In the current study, we investigated the construction of an algorithm to identify the primary site based on methylation profiling. However, it is important to consider that assigning site-specific therapy based on primary site prediction may not suffice to improve outcomes because it relies on an unproven assumption. In a previous clinical trial of primary site prediction based on 92-gene cancer classification, subgroup analyses showed that patients with responsive tumor types had improved survival with site-specific therapy [10]. Our group also showed that site-specific therapy based on gene expression profiles is beneficial for patients with responsive tumor types although site-specific therapy based on prediction did not significantly improve 1-year survival compared to empiric therapy [11]. This may be due to differences in the clinical efficacy of site-specific treatment to the predicted primary site. In addition to improving the accuracy of primary site prediction algorithms, it could be necessary to prospectively evaluate efficacy through appropriate clinical trial designs. As with any cancer, identifying a potentially actionable alteration would be beneficial for directing alteration-targeted therapy regardless of tissue origin. Panel sequencing studies have shown that at least one genetic alteration occurs in 65–80% of CUP cases [55, 56]. However, less than a third of patients diagnosed with CUP have potentially targetable genetic alterations [57]. To receive the benefits of site-specific therapy, the remaining patients need to rely on an estimator to determine the primary site. In practical clinical settings, a series of supplementary tests, encompassing genetic background analysis and tissue origin prediction through methylation profiling, could aid in identifying the most effective treatment strategy for each patient with CUP.

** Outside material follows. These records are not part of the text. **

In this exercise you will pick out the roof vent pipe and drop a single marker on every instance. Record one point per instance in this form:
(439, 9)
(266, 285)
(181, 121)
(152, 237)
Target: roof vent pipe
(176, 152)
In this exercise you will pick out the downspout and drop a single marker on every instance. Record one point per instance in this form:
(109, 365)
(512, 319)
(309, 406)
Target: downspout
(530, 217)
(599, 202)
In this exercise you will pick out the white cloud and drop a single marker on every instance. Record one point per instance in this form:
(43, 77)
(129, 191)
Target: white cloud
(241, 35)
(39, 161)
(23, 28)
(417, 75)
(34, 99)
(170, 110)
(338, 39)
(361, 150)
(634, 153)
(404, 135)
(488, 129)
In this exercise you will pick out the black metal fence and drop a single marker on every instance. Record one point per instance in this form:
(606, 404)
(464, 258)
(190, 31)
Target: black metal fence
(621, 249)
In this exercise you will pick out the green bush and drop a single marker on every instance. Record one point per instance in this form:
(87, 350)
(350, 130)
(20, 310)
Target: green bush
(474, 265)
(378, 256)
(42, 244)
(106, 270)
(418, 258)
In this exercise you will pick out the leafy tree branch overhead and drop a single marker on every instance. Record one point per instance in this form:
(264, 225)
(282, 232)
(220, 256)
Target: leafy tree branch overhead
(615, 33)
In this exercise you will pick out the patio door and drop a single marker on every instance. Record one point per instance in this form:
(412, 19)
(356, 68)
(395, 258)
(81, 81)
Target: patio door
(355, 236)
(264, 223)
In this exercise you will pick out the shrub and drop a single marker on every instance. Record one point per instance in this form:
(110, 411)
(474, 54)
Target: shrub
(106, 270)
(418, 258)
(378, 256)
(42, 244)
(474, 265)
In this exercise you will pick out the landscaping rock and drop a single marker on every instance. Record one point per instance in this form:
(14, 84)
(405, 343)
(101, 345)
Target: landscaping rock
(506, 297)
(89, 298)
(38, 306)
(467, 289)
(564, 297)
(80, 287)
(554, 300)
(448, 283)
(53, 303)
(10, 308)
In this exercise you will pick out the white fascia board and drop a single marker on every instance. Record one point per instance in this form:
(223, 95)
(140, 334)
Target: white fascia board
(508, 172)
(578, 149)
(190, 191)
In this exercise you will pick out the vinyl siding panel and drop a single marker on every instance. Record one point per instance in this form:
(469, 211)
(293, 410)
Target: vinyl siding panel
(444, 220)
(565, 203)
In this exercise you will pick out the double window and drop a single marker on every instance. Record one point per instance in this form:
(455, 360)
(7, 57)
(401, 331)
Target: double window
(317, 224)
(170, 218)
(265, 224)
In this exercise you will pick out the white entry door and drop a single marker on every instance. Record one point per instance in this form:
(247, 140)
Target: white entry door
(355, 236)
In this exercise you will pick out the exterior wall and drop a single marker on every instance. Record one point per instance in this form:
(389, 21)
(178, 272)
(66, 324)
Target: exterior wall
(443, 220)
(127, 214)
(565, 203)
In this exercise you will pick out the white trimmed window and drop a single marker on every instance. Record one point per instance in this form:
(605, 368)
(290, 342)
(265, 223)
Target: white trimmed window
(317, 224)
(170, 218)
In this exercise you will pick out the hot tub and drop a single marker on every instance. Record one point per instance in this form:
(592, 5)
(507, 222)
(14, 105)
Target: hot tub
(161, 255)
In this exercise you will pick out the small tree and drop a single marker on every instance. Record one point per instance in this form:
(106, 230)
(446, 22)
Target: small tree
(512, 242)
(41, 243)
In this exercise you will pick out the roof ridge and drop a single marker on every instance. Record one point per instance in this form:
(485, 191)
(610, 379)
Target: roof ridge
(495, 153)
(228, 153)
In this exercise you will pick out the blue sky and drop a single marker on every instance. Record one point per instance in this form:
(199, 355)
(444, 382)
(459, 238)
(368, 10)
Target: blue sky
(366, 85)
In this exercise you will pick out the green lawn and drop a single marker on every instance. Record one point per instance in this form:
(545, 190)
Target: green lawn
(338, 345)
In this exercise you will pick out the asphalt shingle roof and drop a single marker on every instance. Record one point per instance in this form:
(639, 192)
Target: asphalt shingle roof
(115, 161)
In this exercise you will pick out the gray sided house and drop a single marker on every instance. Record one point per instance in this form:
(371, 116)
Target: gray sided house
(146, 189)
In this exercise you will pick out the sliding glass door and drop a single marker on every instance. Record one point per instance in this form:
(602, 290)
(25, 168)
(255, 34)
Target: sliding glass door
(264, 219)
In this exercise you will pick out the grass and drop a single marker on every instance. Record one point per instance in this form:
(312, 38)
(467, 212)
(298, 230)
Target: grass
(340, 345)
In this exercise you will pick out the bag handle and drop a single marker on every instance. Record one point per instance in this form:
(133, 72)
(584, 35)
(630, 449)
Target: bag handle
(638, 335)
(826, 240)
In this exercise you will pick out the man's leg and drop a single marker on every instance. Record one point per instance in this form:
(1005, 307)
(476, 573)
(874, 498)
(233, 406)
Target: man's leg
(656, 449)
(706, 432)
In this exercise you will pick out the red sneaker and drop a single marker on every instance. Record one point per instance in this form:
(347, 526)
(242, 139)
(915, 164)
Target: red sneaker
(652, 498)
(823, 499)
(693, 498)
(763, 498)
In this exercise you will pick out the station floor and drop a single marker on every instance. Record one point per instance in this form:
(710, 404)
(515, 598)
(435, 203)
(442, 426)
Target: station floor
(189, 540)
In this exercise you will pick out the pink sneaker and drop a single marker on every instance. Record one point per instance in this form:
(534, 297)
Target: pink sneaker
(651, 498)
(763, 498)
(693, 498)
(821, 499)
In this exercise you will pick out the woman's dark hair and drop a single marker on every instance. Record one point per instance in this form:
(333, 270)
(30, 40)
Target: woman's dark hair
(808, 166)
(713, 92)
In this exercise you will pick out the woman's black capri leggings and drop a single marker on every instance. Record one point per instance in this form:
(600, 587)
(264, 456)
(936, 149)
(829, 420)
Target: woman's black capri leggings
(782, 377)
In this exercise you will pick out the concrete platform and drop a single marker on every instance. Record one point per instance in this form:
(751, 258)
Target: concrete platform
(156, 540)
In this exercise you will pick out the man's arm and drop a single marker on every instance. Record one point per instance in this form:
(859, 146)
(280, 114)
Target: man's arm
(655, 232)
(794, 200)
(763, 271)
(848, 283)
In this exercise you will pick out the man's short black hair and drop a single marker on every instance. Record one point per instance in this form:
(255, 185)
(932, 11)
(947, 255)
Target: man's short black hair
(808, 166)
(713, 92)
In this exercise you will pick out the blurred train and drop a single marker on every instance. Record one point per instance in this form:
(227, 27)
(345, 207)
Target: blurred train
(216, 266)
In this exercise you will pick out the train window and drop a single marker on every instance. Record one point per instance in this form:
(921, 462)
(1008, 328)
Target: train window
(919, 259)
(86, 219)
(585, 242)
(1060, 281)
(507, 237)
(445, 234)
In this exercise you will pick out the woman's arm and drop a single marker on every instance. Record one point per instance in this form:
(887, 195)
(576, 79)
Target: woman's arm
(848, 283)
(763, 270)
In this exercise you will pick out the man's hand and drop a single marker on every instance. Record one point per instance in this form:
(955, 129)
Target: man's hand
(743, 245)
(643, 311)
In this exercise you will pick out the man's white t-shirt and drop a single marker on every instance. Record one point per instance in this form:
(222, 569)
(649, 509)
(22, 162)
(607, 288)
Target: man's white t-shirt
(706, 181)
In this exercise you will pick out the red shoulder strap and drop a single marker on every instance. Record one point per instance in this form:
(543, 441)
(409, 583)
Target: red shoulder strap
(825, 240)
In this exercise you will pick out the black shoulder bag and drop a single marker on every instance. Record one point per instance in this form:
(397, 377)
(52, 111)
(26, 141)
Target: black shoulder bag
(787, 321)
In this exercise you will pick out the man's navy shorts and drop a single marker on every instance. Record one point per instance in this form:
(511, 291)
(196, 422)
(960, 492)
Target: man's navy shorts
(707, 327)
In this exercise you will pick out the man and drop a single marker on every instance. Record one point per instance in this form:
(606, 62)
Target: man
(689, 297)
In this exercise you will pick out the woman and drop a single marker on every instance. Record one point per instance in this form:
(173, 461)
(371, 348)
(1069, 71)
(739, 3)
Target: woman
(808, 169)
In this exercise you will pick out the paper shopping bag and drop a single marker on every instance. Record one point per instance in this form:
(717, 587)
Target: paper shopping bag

There are some limitations to our model regarding its value in predicting tissue of origin. Namely, we limited the number of cancer types to ten and there was a large class imbalance in which cancers. However, this was done by design. We wanted to test our approach using a relatively small set given the large amount of data involved. In addition, this study showed that cancer sets with few samples for training did not perform as well as those with larger numbers, which is valuable information that can be used to better design training sets in the future. In addition, we did not use an independent validation set. Nevertheless, our study established the methodology needed to establish proof-of-concept for our approach for feature extraction and will serve as the foundation to build a model that will include additional cancer types as well as independent validation data sets and prospective validation cohorts.

In conclusion, our study has outlined an approach whereby we used an embedded machine learning algorithm to identify a select set of informative features from complex high-dimension data to train and predict cancer type. By extracting a compact set of relevant CpG sites, a custom panel of methylation sites could be constructed, which could be more feasible for clinical applications. Our follow-up studies will expand our model to include additional cancers and prospectively validate custom panel methylation sites to evaluate clinical performance.